It depends on two things:

  1. Where you get your business

  2. Who your competition is
For many, #2 depends on #1. We see three main sources of business: Google (we rank highly for 'Toronto web design'), Dribbble (we have the 2nd most followers in Toronto, and 8th in Canada), and of course, referrals.

Dribbble leaves us with clients with the biggest budgets, who aren't afraid of 5-figure prices for web design. This is where we're competing with other high-end designers and thus our prices are more in-line with theirs.

Referrals are the strongest leads, with clients who when they don't have larger budgets are more comfortable stretching a bit because of our strong work for a friend or mutual acquaintance (and we're often happy to mark down a bit for a referral).

Leads from Google are where the clients who get really shocked come in; they don't really understand or appreciate the work that needs to go into good, iterative, considered UI/UX (and the custom development that goes along with it). The competition here includes a swath of companies who game SEO and outsource work offshore, and they can charge considerably less. Thus, our prices look unreasonably higher to the untrained eye.

There's also a phenomenon where cheaper clients expect more. If you move up in terms of positioning yourself as premium, better clients will consider you and your services-- the types of clients who aren't shocked by "high prices" for design and/or development.

So, if you find all of your clients are shocked at your prices, you're not marketing towards the right clients.

I would also highly recommend listening to patio11's podcast #3 about making more as a consultant: http://www.kalzumeus.com/2012/10/10/kalzumeus-podcast-3-grow..., and charging more http://www.kalzumeus.com/2012/09/21/ramit-sethi-and-patrick-...




Great comment.

I'am a self entrepreneur and I do some web designing from time to time. I recently got a lead for a organization which had EU funding of 250'000€. They wanted me to roll two sites with independent designs and features which's content had to be editable. I offered them my full consultation in choosing everything from ground up, but they kept on asking for the price. Once I told them I never heard anything back.

I offered to do the sites for about 0.5% stake of what they got from EU, but they apparently thought it was too much.

Recently a friend of mine was observing me coding and he was astonished of the complexity of it.

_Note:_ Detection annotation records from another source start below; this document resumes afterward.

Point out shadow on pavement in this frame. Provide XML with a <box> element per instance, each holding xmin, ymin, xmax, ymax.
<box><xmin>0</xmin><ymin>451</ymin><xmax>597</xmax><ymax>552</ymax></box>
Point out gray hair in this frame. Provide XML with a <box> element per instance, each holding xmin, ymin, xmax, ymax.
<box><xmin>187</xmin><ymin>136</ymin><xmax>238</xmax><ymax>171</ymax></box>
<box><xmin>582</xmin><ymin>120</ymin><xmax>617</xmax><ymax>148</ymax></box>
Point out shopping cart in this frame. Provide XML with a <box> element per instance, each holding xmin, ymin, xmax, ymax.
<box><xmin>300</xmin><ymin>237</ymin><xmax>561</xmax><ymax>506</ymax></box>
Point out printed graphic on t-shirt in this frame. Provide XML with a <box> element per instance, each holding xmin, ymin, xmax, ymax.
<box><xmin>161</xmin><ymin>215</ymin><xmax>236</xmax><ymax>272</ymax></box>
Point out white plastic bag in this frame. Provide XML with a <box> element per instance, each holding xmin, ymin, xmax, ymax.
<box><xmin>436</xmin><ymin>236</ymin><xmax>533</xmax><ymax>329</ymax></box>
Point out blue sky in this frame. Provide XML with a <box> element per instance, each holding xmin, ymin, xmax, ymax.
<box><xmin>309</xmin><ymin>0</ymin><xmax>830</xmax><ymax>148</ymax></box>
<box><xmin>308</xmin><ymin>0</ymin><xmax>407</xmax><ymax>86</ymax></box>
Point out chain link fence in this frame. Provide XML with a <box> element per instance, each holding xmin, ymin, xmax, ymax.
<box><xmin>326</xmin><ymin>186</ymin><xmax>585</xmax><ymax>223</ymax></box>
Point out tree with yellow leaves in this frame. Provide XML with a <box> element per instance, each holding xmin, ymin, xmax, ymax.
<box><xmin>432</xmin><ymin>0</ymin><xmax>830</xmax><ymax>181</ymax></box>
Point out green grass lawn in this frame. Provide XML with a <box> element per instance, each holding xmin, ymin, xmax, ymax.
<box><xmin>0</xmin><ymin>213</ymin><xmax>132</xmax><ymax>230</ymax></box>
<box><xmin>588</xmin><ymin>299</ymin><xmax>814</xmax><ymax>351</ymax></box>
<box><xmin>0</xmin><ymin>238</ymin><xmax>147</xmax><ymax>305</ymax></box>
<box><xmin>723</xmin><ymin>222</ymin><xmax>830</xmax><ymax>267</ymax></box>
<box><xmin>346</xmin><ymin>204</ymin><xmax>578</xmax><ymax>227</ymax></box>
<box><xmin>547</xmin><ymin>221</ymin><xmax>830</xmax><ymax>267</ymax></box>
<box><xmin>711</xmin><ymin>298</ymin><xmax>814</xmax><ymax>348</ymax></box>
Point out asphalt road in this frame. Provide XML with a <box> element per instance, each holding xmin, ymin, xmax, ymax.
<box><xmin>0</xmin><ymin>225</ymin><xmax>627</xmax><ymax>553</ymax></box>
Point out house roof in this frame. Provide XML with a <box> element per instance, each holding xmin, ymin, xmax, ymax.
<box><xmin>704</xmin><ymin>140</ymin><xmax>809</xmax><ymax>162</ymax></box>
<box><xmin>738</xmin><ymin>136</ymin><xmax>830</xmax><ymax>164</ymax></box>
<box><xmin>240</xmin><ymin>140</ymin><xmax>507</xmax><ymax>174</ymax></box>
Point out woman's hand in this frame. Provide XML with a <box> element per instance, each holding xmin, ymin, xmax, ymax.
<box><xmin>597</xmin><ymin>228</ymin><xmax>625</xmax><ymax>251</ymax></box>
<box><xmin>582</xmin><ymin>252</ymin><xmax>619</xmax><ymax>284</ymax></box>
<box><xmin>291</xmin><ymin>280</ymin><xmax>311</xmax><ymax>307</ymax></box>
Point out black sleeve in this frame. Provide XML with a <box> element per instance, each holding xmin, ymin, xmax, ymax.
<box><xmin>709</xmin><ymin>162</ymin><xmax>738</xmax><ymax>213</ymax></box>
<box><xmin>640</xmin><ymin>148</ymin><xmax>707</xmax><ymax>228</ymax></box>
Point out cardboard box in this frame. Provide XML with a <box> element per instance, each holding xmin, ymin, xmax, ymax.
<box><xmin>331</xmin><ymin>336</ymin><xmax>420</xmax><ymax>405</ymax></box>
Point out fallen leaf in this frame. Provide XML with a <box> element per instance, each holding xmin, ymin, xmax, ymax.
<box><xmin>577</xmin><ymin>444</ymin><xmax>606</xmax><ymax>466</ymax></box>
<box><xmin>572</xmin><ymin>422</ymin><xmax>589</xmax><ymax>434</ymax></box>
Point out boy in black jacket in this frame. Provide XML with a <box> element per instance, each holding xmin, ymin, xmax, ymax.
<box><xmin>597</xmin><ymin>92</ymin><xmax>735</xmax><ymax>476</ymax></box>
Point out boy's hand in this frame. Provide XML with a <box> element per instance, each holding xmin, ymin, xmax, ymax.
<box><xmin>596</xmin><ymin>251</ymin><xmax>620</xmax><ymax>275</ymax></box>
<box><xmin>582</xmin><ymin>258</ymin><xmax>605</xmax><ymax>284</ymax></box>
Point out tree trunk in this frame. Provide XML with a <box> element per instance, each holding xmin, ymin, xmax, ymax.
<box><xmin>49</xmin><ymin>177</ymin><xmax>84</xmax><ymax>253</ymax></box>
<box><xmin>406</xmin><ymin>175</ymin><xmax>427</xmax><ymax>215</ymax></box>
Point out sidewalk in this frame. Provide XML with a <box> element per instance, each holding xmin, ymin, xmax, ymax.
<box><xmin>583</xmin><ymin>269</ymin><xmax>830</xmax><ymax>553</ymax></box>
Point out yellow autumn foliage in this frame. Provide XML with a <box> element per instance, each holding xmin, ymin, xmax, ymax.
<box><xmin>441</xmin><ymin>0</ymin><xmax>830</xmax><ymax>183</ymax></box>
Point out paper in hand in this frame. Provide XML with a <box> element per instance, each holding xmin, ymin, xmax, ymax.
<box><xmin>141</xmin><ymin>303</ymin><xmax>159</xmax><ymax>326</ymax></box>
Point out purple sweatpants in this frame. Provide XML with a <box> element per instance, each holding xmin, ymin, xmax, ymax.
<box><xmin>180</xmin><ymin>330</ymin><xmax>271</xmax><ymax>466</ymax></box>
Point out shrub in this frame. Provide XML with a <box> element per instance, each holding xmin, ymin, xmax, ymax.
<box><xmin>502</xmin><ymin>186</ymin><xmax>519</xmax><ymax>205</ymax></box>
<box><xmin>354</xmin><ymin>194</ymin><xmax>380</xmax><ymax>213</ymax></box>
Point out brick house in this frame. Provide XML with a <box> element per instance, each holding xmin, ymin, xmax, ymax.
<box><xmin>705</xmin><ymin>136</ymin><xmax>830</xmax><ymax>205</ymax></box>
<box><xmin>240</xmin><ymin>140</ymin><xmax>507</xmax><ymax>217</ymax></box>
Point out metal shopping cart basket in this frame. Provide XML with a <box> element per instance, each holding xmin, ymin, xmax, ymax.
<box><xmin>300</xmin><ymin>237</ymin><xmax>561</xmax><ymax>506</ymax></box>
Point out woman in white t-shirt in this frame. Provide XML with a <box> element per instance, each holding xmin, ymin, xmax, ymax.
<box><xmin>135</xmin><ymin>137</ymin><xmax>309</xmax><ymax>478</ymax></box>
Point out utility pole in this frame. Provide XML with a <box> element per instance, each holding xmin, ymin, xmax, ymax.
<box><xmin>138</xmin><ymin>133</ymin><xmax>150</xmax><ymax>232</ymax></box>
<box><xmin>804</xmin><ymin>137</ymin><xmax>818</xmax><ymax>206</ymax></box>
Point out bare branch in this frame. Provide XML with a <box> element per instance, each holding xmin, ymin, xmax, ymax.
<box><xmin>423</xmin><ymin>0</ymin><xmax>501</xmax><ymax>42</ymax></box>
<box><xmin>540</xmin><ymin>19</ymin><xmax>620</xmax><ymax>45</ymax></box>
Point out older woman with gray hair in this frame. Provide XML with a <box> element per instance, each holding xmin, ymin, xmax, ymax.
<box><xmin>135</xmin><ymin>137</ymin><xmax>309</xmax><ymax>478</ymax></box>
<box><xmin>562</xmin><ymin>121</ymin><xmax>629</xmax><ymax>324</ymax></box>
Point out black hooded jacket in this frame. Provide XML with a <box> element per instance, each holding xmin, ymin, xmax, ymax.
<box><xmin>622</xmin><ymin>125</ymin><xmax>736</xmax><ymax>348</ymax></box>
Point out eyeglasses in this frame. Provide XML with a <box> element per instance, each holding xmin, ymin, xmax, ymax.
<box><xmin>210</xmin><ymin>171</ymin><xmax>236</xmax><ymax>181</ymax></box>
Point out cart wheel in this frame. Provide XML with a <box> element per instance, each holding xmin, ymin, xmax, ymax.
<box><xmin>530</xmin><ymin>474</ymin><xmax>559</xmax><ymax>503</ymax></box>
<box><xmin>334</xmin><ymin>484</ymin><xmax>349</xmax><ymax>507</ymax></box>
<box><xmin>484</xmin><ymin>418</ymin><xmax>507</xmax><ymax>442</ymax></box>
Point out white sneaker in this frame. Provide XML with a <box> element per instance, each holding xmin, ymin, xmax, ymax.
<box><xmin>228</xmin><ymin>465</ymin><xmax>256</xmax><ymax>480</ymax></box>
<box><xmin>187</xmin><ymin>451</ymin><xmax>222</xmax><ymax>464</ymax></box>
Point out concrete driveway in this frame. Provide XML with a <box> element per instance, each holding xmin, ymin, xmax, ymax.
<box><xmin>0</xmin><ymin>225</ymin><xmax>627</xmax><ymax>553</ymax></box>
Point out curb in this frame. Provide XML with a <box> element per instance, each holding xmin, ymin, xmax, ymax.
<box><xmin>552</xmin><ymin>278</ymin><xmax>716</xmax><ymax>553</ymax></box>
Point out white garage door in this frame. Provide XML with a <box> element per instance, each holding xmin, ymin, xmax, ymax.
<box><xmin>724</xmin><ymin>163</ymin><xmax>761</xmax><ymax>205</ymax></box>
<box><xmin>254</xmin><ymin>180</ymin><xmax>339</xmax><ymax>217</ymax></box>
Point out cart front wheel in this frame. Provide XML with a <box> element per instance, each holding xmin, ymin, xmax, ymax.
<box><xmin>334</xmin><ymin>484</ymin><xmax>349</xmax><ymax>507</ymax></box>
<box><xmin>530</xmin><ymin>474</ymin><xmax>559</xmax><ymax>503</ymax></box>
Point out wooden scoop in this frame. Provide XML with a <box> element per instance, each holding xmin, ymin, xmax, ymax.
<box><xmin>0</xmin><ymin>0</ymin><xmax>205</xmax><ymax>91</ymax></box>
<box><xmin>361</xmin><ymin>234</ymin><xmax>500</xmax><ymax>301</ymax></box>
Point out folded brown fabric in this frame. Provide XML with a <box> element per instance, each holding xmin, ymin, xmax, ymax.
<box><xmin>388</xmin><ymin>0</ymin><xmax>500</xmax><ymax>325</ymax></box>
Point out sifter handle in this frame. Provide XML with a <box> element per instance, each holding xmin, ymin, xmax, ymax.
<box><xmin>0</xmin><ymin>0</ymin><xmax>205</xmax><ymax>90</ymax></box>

As he said, 'For me, a button has always been just a button with no further functionality.' I also let him to change the source code as he was interested to see what effects it has on the program. He deleted a single bracket and was amazed to find that the program failed to run. I then continued to tell him that no matter how big your codebase is, a single mistake such as that might screw it all.

He now understands my frustration better.


well, maybe that ~1000€ were far to low.